YeenDeer softness blog

Ellie the Yeen is a soft YeenDeer that mweeoops and does programming

View on GitHub About Bots Projects Tags

Making a Discord systemd failure handler

Did you know that systemd allows you to create special units that run only when other units fail and that they can be used to send notifications when services go down. Now we are going to look at how that would be done using Discord using Webhooks. In the screenshot below is an example of a message generated using this method that uses a Discord embed with a custom profile picture.

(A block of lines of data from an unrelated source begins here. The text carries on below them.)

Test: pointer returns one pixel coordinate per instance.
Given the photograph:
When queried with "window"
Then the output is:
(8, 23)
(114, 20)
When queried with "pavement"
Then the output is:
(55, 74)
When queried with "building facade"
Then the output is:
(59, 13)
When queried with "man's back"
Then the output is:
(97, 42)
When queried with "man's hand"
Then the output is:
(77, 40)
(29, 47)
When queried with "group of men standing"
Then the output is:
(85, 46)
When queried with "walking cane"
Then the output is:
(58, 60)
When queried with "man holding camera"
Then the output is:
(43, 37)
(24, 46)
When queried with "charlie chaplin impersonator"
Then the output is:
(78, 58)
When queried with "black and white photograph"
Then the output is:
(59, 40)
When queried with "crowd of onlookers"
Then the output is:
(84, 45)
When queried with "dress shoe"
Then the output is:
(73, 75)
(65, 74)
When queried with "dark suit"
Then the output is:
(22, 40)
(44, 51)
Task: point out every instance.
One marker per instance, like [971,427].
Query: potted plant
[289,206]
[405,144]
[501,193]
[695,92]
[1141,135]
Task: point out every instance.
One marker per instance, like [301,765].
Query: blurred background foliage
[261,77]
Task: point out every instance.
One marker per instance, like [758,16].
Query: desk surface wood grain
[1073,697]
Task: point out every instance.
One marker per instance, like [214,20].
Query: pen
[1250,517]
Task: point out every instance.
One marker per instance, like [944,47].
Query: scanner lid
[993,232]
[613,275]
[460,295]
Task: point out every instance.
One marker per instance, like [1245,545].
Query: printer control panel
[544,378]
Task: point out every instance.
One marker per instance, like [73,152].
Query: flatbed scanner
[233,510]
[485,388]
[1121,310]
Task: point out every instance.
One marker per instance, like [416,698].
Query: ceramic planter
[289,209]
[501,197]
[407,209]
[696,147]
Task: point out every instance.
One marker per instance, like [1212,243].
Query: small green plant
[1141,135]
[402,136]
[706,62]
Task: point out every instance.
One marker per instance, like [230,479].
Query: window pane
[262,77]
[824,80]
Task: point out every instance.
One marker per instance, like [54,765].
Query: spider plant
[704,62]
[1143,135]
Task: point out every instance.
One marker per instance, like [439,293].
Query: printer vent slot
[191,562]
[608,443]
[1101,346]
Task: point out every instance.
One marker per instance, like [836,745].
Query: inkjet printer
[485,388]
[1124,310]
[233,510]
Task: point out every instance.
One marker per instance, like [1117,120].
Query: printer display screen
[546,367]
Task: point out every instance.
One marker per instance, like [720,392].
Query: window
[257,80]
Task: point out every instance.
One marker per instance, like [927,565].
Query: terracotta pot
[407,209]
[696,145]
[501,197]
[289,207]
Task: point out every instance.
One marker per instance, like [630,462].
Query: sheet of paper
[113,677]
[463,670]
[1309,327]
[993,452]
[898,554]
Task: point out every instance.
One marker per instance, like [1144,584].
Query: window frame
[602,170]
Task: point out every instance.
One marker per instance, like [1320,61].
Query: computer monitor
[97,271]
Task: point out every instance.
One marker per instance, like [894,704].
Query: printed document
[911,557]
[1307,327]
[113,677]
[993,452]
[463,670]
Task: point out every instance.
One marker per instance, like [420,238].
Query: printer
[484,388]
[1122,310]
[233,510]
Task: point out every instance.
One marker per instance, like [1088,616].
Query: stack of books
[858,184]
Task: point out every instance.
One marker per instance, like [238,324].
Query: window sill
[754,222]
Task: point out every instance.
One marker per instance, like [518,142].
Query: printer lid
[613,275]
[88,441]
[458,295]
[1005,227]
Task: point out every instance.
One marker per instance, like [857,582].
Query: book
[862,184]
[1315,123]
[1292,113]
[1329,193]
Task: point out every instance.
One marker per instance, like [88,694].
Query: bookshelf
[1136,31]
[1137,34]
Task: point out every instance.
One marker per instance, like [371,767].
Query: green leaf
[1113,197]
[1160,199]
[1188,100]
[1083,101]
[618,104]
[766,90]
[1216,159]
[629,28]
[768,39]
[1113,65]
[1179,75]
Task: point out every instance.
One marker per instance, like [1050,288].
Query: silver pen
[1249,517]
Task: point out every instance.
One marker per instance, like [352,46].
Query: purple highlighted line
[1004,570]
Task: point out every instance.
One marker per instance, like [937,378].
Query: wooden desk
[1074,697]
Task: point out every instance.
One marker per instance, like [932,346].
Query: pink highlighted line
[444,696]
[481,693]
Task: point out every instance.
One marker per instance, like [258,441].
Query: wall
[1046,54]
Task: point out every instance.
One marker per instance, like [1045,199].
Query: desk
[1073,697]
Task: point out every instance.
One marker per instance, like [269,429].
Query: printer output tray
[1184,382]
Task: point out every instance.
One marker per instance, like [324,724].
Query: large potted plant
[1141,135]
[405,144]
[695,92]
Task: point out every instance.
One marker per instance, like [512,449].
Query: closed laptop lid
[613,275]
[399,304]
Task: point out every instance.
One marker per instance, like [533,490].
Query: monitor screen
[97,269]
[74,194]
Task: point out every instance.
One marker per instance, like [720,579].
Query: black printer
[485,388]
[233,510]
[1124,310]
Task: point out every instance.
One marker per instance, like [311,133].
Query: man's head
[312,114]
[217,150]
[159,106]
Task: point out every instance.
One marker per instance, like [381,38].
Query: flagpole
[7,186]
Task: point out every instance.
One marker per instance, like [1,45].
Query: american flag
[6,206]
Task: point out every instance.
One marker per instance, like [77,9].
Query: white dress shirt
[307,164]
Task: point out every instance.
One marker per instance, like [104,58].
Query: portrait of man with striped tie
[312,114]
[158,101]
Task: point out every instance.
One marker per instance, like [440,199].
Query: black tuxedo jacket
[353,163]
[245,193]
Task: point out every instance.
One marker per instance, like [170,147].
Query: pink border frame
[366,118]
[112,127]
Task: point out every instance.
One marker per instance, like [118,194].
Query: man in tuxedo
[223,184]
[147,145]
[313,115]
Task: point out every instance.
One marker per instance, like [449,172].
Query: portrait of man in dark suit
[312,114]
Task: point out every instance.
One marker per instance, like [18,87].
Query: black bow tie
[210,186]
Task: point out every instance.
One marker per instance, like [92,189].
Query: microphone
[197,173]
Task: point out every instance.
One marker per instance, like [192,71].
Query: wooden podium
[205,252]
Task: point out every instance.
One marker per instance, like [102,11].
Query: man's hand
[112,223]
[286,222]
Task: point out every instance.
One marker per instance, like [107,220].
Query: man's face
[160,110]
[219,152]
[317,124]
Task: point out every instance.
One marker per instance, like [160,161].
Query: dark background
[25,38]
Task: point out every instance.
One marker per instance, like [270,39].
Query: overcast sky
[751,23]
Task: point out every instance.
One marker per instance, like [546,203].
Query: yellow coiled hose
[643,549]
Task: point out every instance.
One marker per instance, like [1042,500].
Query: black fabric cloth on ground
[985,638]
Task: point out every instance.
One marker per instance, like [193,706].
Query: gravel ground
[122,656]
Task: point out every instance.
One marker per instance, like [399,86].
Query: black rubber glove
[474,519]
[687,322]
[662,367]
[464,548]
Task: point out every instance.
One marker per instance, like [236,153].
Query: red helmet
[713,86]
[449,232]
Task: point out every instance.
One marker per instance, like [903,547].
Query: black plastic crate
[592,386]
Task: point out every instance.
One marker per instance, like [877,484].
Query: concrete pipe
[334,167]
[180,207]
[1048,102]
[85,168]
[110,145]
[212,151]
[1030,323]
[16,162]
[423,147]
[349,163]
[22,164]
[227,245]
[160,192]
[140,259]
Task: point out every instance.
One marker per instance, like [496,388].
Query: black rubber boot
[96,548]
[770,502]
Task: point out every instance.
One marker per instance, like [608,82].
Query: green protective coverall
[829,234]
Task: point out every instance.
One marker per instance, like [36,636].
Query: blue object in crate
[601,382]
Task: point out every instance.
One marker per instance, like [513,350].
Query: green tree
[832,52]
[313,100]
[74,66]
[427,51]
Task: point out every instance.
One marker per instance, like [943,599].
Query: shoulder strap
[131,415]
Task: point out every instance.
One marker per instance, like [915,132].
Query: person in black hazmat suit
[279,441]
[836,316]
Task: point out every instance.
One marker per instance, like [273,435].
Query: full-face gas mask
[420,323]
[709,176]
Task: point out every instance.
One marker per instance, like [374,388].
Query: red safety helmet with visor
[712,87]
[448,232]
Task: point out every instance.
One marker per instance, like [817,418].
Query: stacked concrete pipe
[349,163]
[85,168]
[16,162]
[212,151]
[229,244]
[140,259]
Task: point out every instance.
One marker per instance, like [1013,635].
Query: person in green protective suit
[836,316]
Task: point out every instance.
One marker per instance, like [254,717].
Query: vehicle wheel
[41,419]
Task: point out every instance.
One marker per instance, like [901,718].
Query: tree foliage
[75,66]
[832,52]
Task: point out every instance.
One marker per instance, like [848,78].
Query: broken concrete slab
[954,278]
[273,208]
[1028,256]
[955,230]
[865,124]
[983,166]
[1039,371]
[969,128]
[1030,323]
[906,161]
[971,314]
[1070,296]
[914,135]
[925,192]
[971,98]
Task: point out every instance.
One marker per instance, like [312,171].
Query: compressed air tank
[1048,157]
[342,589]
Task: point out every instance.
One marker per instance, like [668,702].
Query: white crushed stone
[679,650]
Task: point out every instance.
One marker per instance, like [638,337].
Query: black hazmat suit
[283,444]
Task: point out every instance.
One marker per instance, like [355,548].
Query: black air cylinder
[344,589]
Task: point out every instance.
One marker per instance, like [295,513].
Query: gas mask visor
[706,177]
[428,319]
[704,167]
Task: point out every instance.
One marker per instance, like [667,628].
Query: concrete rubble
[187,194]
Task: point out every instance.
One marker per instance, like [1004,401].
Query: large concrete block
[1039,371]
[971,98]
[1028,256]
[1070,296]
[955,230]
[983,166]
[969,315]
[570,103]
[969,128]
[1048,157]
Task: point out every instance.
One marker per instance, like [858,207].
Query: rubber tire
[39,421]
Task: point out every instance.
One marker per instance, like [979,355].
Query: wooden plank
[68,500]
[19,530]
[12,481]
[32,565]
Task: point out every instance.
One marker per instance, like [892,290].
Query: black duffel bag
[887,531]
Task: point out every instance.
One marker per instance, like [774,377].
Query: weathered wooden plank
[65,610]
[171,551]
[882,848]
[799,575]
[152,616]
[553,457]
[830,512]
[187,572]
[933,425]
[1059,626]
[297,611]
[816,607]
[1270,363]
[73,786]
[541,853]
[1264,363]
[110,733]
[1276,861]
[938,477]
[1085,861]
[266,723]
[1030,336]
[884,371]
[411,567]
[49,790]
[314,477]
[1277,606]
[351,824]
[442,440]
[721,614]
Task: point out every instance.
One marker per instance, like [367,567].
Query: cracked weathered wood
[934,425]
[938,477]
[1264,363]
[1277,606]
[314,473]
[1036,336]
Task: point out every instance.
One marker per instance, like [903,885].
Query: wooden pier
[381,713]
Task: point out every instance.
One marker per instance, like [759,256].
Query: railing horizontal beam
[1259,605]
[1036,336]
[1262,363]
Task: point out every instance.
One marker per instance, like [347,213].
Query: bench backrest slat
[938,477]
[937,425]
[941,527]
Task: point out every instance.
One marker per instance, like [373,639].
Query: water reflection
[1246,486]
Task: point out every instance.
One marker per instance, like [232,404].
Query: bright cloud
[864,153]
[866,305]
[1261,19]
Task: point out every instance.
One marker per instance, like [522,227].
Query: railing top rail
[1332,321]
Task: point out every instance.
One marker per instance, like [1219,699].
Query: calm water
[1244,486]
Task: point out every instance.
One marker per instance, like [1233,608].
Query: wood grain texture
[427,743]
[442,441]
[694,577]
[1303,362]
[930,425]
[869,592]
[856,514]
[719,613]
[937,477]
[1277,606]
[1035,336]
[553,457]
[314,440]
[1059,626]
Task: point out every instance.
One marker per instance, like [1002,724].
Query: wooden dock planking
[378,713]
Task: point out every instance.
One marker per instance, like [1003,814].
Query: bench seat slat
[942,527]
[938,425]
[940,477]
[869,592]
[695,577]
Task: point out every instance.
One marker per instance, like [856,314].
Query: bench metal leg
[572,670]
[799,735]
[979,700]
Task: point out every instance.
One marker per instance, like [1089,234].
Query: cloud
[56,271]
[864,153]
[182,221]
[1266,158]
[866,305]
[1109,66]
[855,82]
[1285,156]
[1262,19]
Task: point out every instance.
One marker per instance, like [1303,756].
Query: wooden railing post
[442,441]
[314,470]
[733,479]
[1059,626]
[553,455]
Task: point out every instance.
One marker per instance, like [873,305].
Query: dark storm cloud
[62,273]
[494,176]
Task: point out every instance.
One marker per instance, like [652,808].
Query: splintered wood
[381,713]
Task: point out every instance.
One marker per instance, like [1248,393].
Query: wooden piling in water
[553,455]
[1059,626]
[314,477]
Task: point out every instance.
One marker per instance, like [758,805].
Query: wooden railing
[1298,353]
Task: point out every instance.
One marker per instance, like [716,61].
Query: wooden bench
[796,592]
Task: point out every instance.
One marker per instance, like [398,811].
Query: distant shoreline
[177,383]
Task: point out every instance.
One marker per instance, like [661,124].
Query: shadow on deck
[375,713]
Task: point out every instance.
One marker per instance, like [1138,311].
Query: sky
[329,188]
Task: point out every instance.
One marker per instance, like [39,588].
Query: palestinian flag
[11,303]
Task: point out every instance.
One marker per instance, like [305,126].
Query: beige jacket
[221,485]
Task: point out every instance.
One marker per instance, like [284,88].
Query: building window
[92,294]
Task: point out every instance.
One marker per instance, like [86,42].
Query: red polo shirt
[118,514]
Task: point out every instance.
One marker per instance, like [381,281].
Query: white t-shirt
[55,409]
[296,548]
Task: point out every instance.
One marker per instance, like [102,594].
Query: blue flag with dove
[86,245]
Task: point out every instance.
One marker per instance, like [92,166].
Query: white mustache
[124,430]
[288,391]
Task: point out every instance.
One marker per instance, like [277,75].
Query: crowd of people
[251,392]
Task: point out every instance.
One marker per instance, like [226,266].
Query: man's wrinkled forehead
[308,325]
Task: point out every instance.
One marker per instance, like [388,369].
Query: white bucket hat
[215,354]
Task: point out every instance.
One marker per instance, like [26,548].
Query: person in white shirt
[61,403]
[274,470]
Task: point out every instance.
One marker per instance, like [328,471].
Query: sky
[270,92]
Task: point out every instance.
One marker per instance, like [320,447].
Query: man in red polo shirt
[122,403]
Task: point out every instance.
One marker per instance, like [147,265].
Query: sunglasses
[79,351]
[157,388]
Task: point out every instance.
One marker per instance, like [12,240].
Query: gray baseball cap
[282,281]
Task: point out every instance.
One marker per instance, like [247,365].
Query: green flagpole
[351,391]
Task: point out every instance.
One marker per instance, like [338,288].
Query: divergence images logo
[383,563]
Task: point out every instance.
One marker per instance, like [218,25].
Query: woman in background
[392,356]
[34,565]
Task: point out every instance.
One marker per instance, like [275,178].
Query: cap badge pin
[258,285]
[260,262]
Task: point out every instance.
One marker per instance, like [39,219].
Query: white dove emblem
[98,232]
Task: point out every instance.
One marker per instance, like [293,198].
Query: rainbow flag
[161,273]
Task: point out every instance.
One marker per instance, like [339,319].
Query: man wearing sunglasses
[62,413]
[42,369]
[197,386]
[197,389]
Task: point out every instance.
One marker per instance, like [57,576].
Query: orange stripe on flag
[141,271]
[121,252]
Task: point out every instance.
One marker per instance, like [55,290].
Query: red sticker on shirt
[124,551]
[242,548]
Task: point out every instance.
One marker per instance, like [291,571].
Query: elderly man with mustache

A Discord message from a bot named systemd at 10:01 with the systemd logo that is green square and triangle inside black square brackets. There is a red embed with the title: Service justfail.service failed and description: × justfail.service - This will just fail 
      Loaded: loaded (/home/pi/.config/systemd/user/justfail.service; static) 
      Active: failed (Result: exit-code) since Sun 2023-11-19 10:01:44 CET; 567ms ago 
     Process: 27410 ExecStart=sh -c echo fail; exit 1 (code=exited, status=1/FAILURE) 
    Main PID: 27410 (code=exited, status=1/FAILURE) 
         CPU: 11ms

In order to start you want to use a command like the following in order to create or edit the unit we need in order for this to work.
systemctl --user edit --full --force servicefailure@.service
This command will edit a user systemd unit and if it does not exist it will create it if saved. We of course need to fell the unit service file in order for it to run and also have it end with an at sign un order to make this kind of unit. Below is an example of this kind of unit file that runs a Python script whenever the unit is started and also sends an argument to that script in order for it to know what unit had a failure.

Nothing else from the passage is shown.